At the Sailing Innovation Centre, students from Delft University of Technology (TU Delft) and VU Amsterdam have been testing a Sailing Coach Cockpit. This invention helps improve the navigational and sailing skills of professional yachtsmen and women by giving them real-time performance feedback during their training session. Under current circumstances, a coach can only give feedback at the end of the session. The new innovation uses sensors on the water which take measurements about water currents, wind streams or wave heights. The data is sent directly to the skipper, who can make adjustments accordingly and improve their technique on the spot.
The Sailing Innovation Centre provides Dutch Olympic sailors location analyses and measurements about wind and currents. Their information was used during the Olympic Games in London and Rio de Janeiro and is also due to be used at the Tokyo Olympics.
Yachting events always occur off the coast, far away from the spectators on shore.

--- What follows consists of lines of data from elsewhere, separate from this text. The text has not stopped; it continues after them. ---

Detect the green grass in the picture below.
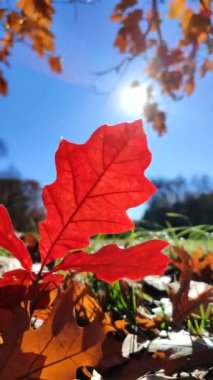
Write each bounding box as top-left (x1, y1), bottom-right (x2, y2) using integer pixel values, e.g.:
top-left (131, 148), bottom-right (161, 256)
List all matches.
top-left (89, 224), bottom-right (213, 253)
top-left (0, 247), bottom-right (12, 257)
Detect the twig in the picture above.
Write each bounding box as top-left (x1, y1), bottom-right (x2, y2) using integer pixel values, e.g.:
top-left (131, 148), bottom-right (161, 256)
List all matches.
top-left (95, 55), bottom-right (135, 76)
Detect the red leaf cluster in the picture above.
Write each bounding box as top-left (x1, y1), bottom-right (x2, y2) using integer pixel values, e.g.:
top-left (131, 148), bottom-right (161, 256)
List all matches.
top-left (0, 120), bottom-right (171, 378)
top-left (0, 120), bottom-right (169, 297)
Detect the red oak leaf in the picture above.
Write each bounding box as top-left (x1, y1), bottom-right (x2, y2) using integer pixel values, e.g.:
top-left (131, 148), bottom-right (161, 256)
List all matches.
top-left (53, 240), bottom-right (169, 283)
top-left (0, 205), bottom-right (32, 271)
top-left (39, 120), bottom-right (156, 265)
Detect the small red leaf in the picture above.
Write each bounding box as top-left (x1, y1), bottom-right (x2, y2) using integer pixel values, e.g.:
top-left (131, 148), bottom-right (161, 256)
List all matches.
top-left (0, 269), bottom-right (32, 308)
top-left (39, 120), bottom-right (156, 265)
top-left (53, 240), bottom-right (169, 283)
top-left (0, 269), bottom-right (32, 287)
top-left (0, 205), bottom-right (32, 271)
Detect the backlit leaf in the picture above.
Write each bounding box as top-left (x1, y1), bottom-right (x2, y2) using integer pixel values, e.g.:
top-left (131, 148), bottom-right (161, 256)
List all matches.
top-left (39, 120), bottom-right (156, 265)
top-left (48, 55), bottom-right (62, 73)
top-left (168, 0), bottom-right (186, 20)
top-left (54, 240), bottom-right (169, 283)
top-left (0, 205), bottom-right (32, 271)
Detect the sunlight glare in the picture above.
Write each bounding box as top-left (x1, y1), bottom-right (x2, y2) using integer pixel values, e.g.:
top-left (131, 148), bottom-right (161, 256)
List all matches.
top-left (120, 84), bottom-right (148, 116)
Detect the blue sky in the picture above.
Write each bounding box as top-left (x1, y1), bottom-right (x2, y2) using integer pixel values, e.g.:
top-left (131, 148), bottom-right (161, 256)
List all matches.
top-left (0, 1), bottom-right (212, 220)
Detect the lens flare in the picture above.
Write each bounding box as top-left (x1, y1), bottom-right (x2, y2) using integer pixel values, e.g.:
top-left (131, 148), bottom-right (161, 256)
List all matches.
top-left (120, 84), bottom-right (148, 116)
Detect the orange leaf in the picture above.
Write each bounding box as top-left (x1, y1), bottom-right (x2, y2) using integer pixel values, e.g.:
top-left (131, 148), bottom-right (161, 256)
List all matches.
top-left (190, 249), bottom-right (213, 274)
top-left (185, 78), bottom-right (195, 94)
top-left (152, 350), bottom-right (166, 359)
top-left (111, 12), bottom-right (123, 22)
top-left (114, 32), bottom-right (128, 53)
top-left (0, 282), bottom-right (105, 380)
top-left (7, 12), bottom-right (22, 33)
top-left (168, 0), bottom-right (186, 20)
top-left (200, 59), bottom-right (213, 77)
top-left (181, 8), bottom-right (193, 31)
top-left (48, 55), bottom-right (62, 74)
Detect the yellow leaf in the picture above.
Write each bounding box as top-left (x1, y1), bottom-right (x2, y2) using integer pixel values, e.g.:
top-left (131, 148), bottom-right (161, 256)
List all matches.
top-left (168, 0), bottom-right (186, 20)
top-left (181, 8), bottom-right (193, 31)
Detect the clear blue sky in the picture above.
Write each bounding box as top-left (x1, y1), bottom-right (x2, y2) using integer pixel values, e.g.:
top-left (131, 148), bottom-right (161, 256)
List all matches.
top-left (0, 1), bottom-right (212, 220)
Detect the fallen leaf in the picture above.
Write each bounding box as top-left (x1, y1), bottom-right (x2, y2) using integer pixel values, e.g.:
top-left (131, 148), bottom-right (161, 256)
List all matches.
top-left (171, 247), bottom-right (213, 328)
top-left (0, 281), bottom-right (105, 380)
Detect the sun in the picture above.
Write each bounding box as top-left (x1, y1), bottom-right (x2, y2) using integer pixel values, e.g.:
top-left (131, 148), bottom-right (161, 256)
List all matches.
top-left (120, 83), bottom-right (148, 116)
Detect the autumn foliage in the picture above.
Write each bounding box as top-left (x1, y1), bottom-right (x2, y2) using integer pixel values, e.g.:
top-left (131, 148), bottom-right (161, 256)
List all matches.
top-left (1, 1), bottom-right (213, 134)
top-left (0, 0), bottom-right (61, 95)
top-left (0, 120), bottom-right (171, 379)
top-left (111, 0), bottom-right (213, 134)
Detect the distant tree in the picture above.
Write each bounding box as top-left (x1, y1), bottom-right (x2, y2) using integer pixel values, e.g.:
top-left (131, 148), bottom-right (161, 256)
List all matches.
top-left (142, 175), bottom-right (213, 227)
top-left (0, 0), bottom-right (213, 134)
top-left (0, 178), bottom-right (44, 231)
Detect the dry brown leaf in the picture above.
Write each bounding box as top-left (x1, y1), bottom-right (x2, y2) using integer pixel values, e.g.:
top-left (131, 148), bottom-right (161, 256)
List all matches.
top-left (0, 302), bottom-right (34, 380)
top-left (100, 346), bottom-right (213, 380)
top-left (171, 248), bottom-right (213, 328)
top-left (98, 334), bottom-right (126, 375)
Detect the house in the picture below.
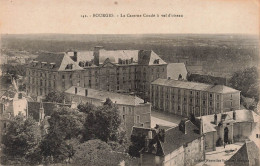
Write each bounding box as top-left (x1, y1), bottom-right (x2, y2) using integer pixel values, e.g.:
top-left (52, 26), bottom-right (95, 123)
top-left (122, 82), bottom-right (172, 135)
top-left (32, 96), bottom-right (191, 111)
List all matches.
top-left (64, 86), bottom-right (151, 137)
top-left (196, 109), bottom-right (259, 152)
top-left (167, 63), bottom-right (187, 80)
top-left (225, 140), bottom-right (259, 166)
top-left (133, 119), bottom-right (205, 166)
top-left (150, 78), bottom-right (240, 117)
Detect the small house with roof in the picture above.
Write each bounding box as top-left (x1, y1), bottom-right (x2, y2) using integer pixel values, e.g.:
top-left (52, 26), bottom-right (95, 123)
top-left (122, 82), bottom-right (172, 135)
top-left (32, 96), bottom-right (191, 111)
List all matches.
top-left (132, 119), bottom-right (205, 166)
top-left (195, 109), bottom-right (259, 152)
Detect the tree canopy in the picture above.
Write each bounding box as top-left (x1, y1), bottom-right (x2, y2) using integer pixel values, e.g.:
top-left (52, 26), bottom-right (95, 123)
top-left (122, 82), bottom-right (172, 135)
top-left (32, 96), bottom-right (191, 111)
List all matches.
top-left (1, 116), bottom-right (41, 165)
top-left (229, 67), bottom-right (259, 101)
top-left (45, 91), bottom-right (66, 103)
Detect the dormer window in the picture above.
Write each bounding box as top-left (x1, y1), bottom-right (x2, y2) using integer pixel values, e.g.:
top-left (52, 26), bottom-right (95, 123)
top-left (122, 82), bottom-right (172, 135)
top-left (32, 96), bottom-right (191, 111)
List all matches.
top-left (41, 62), bottom-right (47, 68)
top-left (32, 61), bottom-right (38, 67)
top-left (50, 63), bottom-right (56, 69)
top-left (65, 64), bottom-right (73, 70)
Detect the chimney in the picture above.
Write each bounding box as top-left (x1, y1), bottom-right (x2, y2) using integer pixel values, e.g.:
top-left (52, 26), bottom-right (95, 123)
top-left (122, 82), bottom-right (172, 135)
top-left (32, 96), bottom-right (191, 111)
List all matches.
top-left (75, 87), bottom-right (77, 94)
top-left (178, 74), bottom-right (183, 80)
top-left (233, 111), bottom-right (236, 120)
top-left (168, 77), bottom-right (171, 80)
top-left (93, 46), bottom-right (103, 66)
top-left (39, 100), bottom-right (45, 122)
top-left (85, 89), bottom-right (88, 96)
top-left (73, 51), bottom-right (77, 62)
top-left (214, 114), bottom-right (218, 125)
top-left (179, 118), bottom-right (188, 134)
top-left (200, 118), bottom-right (203, 135)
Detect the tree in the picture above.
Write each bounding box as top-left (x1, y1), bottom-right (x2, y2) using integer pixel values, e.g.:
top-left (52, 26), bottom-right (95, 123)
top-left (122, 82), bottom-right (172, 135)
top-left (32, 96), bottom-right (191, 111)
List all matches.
top-left (1, 116), bottom-right (41, 165)
top-left (103, 97), bottom-right (113, 107)
top-left (39, 107), bottom-right (86, 163)
top-left (77, 102), bottom-right (96, 114)
top-left (229, 67), bottom-right (259, 101)
top-left (71, 139), bottom-right (128, 166)
top-left (83, 104), bottom-right (122, 142)
top-left (45, 91), bottom-right (66, 103)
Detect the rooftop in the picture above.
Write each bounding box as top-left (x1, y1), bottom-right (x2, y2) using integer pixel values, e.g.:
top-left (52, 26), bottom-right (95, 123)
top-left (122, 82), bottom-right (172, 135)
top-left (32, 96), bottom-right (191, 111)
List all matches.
top-left (152, 78), bottom-right (239, 94)
top-left (65, 86), bottom-right (147, 106)
top-left (198, 109), bottom-right (259, 133)
top-left (225, 141), bottom-right (259, 165)
top-left (167, 63), bottom-right (188, 80)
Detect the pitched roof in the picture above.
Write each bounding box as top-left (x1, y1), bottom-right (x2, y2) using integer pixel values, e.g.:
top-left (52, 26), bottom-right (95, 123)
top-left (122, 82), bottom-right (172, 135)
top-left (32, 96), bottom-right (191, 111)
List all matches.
top-left (152, 78), bottom-right (239, 94)
top-left (65, 86), bottom-right (146, 106)
top-left (167, 63), bottom-right (188, 80)
top-left (199, 109), bottom-right (259, 133)
top-left (27, 52), bottom-right (83, 71)
top-left (225, 141), bottom-right (259, 166)
top-left (159, 120), bottom-right (202, 155)
top-left (99, 50), bottom-right (139, 64)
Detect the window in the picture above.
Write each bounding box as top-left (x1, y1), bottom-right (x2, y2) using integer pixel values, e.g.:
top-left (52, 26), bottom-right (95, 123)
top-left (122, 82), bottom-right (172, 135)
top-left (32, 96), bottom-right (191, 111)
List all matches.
top-left (62, 75), bottom-right (65, 79)
top-left (196, 92), bottom-right (199, 96)
top-left (190, 91), bottom-right (193, 95)
top-left (137, 115), bottom-right (140, 123)
top-left (190, 98), bottom-right (193, 103)
top-left (203, 101), bottom-right (206, 106)
top-left (217, 95), bottom-right (220, 100)
top-left (210, 93), bottom-right (213, 98)
top-left (210, 101), bottom-right (212, 106)
top-left (217, 103), bottom-right (220, 109)
top-left (231, 102), bottom-right (232, 106)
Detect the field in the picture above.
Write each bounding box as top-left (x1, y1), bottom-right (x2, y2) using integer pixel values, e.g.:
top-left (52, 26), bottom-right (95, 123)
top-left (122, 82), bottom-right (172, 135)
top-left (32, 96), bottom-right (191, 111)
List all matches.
top-left (1, 34), bottom-right (259, 77)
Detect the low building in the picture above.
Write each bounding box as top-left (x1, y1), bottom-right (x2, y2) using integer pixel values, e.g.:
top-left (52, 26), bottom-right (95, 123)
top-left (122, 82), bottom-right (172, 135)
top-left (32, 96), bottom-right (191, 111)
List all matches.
top-left (150, 78), bottom-right (240, 117)
top-left (64, 86), bottom-right (151, 137)
top-left (133, 119), bottom-right (205, 166)
top-left (225, 140), bottom-right (259, 166)
top-left (167, 63), bottom-right (187, 80)
top-left (196, 109), bottom-right (259, 152)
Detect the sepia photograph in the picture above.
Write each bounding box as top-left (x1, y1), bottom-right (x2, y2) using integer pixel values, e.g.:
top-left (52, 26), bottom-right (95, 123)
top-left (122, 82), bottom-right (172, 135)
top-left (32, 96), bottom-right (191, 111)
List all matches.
top-left (0, 0), bottom-right (259, 165)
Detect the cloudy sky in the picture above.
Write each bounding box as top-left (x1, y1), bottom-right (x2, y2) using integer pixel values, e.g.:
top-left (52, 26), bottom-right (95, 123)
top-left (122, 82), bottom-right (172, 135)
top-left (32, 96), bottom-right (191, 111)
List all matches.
top-left (0, 0), bottom-right (259, 34)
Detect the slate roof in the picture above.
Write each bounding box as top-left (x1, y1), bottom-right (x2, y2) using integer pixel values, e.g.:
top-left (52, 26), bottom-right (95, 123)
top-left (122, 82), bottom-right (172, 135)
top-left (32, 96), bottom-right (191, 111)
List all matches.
top-left (225, 141), bottom-right (259, 166)
top-left (152, 78), bottom-right (239, 94)
top-left (159, 120), bottom-right (202, 155)
top-left (167, 63), bottom-right (188, 80)
top-left (199, 109), bottom-right (259, 133)
top-left (65, 86), bottom-right (146, 106)
top-left (27, 52), bottom-right (83, 71)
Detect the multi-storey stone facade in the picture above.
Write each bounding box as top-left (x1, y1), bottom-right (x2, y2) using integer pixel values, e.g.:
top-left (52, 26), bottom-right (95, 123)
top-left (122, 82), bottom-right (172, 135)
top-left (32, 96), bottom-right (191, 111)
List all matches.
top-left (150, 78), bottom-right (240, 117)
top-left (25, 47), bottom-right (167, 100)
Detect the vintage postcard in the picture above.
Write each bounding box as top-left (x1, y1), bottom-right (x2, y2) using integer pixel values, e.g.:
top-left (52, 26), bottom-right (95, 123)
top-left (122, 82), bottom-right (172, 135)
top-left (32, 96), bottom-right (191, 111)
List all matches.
top-left (0, 0), bottom-right (259, 165)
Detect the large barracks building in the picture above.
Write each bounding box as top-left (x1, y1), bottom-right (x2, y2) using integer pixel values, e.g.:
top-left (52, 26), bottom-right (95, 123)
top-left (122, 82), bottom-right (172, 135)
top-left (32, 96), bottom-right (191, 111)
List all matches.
top-left (25, 46), bottom-right (167, 100)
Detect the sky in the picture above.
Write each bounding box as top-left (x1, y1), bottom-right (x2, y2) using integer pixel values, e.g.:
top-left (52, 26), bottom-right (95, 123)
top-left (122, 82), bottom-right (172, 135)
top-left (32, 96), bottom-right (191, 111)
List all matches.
top-left (0, 0), bottom-right (259, 34)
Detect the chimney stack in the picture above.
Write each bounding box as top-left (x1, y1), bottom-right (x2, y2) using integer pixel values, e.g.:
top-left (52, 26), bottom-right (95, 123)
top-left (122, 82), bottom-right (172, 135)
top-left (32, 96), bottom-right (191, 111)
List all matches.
top-left (75, 87), bottom-right (77, 94)
top-left (93, 46), bottom-right (103, 66)
top-left (214, 114), bottom-right (218, 125)
top-left (179, 118), bottom-right (188, 134)
top-left (85, 89), bottom-right (88, 96)
top-left (73, 51), bottom-right (77, 62)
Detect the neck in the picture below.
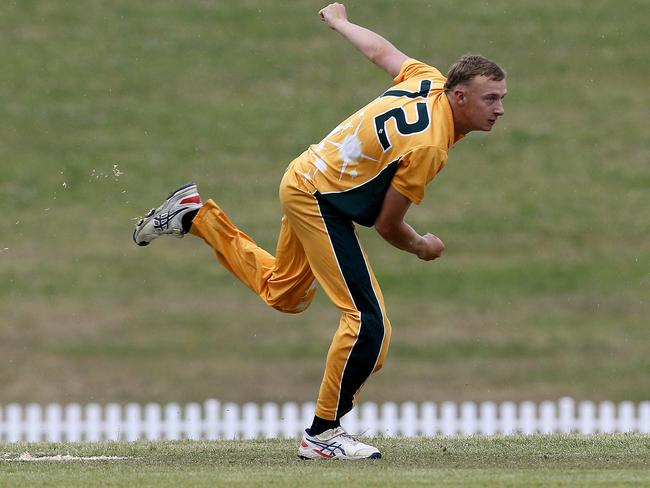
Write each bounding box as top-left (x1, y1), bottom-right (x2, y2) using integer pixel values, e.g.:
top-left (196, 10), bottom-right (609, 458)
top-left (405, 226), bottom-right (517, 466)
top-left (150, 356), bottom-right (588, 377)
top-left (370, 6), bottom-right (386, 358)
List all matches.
top-left (446, 91), bottom-right (471, 136)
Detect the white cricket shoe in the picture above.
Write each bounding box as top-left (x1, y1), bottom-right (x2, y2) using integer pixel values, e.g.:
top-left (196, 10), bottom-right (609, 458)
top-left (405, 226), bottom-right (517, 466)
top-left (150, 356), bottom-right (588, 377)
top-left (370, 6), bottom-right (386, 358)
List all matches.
top-left (133, 183), bottom-right (202, 246)
top-left (298, 427), bottom-right (381, 460)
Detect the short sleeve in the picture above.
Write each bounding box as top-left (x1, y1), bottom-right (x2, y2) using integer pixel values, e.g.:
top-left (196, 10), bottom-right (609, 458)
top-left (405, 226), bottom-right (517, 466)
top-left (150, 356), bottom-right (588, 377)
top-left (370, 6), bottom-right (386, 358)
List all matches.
top-left (390, 146), bottom-right (448, 204)
top-left (393, 58), bottom-right (446, 85)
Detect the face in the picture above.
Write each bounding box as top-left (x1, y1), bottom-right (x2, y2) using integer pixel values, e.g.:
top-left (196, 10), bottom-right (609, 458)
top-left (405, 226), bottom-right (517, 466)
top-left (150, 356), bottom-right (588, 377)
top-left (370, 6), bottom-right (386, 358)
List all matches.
top-left (456, 75), bottom-right (507, 132)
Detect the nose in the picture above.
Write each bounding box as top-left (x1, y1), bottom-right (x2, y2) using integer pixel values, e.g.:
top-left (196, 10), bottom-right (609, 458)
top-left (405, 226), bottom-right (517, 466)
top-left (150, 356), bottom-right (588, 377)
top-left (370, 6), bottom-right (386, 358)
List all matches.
top-left (494, 99), bottom-right (505, 116)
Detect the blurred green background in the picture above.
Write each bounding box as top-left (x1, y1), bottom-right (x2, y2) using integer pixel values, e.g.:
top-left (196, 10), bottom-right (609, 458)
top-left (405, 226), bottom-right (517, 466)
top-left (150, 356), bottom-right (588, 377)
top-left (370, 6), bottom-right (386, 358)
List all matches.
top-left (1, 0), bottom-right (648, 405)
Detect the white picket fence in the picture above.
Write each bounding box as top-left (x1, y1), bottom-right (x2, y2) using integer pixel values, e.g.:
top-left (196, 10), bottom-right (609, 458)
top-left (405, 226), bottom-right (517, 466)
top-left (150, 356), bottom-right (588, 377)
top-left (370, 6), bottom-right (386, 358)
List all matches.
top-left (1, 398), bottom-right (649, 443)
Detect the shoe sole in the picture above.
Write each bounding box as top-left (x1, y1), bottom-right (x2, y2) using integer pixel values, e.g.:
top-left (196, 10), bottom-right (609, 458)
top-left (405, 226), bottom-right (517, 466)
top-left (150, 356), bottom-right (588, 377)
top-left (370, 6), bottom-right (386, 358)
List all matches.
top-left (133, 182), bottom-right (197, 246)
top-left (297, 452), bottom-right (381, 460)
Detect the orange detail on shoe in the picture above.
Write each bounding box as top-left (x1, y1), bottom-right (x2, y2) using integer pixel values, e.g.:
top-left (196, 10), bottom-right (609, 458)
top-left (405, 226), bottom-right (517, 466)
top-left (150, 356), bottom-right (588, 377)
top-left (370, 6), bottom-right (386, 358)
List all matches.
top-left (314, 449), bottom-right (334, 459)
top-left (180, 195), bottom-right (201, 205)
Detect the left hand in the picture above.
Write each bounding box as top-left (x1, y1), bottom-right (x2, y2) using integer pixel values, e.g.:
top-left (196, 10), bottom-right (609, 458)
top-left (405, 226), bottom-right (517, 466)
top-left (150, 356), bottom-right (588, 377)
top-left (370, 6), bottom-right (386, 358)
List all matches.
top-left (319, 3), bottom-right (348, 29)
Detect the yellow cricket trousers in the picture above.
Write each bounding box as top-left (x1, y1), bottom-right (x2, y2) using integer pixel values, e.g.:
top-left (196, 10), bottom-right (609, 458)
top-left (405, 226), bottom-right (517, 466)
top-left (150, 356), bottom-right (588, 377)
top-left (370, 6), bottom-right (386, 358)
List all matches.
top-left (189, 163), bottom-right (391, 421)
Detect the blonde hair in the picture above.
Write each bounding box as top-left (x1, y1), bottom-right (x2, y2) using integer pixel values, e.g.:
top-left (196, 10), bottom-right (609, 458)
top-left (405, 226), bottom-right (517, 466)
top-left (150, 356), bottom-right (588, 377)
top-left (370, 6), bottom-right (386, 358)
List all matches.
top-left (444, 54), bottom-right (506, 90)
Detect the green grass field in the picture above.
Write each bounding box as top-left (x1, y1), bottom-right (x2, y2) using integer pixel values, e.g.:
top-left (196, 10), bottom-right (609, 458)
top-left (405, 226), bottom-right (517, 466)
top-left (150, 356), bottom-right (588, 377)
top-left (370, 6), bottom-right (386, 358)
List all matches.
top-left (1, 435), bottom-right (649, 487)
top-left (1, 0), bottom-right (649, 406)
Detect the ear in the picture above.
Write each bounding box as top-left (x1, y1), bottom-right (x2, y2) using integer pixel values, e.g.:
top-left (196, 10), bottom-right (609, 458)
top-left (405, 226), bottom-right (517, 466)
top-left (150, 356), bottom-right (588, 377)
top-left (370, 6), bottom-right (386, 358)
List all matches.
top-left (454, 87), bottom-right (466, 106)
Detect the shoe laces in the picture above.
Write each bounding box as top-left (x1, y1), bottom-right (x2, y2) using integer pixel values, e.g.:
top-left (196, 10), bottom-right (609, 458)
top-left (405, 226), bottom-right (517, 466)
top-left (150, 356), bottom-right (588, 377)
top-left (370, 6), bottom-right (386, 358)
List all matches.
top-left (336, 429), bottom-right (369, 445)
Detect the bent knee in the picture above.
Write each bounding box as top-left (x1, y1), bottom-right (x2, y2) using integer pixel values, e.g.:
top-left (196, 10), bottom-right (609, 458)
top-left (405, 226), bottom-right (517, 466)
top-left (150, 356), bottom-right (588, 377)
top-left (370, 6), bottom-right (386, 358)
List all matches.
top-left (271, 301), bottom-right (311, 314)
top-left (267, 280), bottom-right (318, 314)
top-left (268, 295), bottom-right (315, 314)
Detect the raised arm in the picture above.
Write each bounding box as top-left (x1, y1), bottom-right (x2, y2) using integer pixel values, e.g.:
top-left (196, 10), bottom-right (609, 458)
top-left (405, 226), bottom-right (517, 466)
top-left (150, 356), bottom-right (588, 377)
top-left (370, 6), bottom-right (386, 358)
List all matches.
top-left (319, 3), bottom-right (408, 78)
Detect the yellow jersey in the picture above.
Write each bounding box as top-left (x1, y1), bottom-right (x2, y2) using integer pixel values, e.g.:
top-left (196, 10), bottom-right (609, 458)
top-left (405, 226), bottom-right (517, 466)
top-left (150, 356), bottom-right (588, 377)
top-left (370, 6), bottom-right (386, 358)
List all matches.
top-left (292, 58), bottom-right (462, 226)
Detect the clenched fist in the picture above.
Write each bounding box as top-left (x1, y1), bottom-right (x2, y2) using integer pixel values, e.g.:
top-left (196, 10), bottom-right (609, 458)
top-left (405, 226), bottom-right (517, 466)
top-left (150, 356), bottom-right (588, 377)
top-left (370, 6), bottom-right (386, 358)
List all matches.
top-left (319, 3), bottom-right (348, 28)
top-left (415, 233), bottom-right (445, 261)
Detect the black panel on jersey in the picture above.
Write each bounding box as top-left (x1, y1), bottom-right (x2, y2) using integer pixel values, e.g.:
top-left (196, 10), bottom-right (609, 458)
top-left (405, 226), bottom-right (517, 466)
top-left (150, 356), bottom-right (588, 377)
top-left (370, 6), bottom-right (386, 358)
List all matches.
top-left (318, 159), bottom-right (399, 227)
top-left (382, 79), bottom-right (432, 99)
top-left (315, 194), bottom-right (385, 419)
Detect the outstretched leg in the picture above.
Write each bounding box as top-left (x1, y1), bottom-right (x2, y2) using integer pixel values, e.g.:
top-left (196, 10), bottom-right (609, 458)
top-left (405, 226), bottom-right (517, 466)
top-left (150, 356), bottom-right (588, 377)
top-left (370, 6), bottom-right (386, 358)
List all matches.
top-left (133, 183), bottom-right (318, 313)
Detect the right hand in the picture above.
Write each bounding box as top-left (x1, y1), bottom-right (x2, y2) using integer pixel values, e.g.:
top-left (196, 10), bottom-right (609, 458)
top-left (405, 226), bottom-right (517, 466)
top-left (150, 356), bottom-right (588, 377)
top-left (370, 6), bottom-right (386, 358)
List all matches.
top-left (319, 3), bottom-right (348, 29)
top-left (415, 233), bottom-right (445, 261)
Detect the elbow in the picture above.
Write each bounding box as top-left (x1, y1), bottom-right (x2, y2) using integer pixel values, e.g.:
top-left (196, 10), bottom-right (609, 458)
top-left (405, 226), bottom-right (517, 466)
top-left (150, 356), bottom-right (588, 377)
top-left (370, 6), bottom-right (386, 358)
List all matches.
top-left (374, 219), bottom-right (395, 240)
top-left (368, 45), bottom-right (387, 66)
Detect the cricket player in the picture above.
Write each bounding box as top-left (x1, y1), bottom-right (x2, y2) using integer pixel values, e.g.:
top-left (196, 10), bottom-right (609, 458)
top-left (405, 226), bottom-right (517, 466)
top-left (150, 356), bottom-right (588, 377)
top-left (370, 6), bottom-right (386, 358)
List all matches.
top-left (133, 3), bottom-right (506, 459)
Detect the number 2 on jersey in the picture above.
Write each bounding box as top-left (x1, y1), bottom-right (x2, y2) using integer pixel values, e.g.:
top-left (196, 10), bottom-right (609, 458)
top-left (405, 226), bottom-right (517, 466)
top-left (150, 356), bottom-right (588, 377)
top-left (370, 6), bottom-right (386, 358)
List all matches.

This makes it impossible for them to follow the course of the competition. The Computer Graphics and Visualisation department of TU Delft uses the North Sea testing grounds to create the “sailing contest of the future”. By creating computer graphics from data and using 3D-imaging technology, the contest can be shown on land, involving spectators more directly and making regattas more of a spectators’ sport.
Delft University of Technology uses the North Sea testing grounds to create the “sailing contest of the future”
The testbed is also used to experiment with cultivating food products. Seaweed is usually imported from Asia, which is unsustainable considering it needs to be transported over great distances. Noordzeeboerderij has set up a large offshore farm to research cultivating seaweed in the choppy waters of the North Sea. Growing seaweed locally not only reduces CO2 emissions by cutting the distance to customers, it also absorbs CO2. Seaweed cultivation provides an alternative source for protein without using scarce resources and precious agricultural land.
Growing seaweed locally not only reduces CO2 emissions by cutting the distance to customers, it also absorbs CO2.
The pilot will not only be used for testing purposes, It also plays an educational role. Campus@Sea will act as a meeting point between the government, companies, knowledge institutes and schools where groups can share their experience and inspire others.
The Netherlands’ maritime sector has the potential to become a strategic and innovative partner in which international parties join forces to fulfil the potential of the oceans through sustainable development. Together we can be the gamechangers of the blue economy.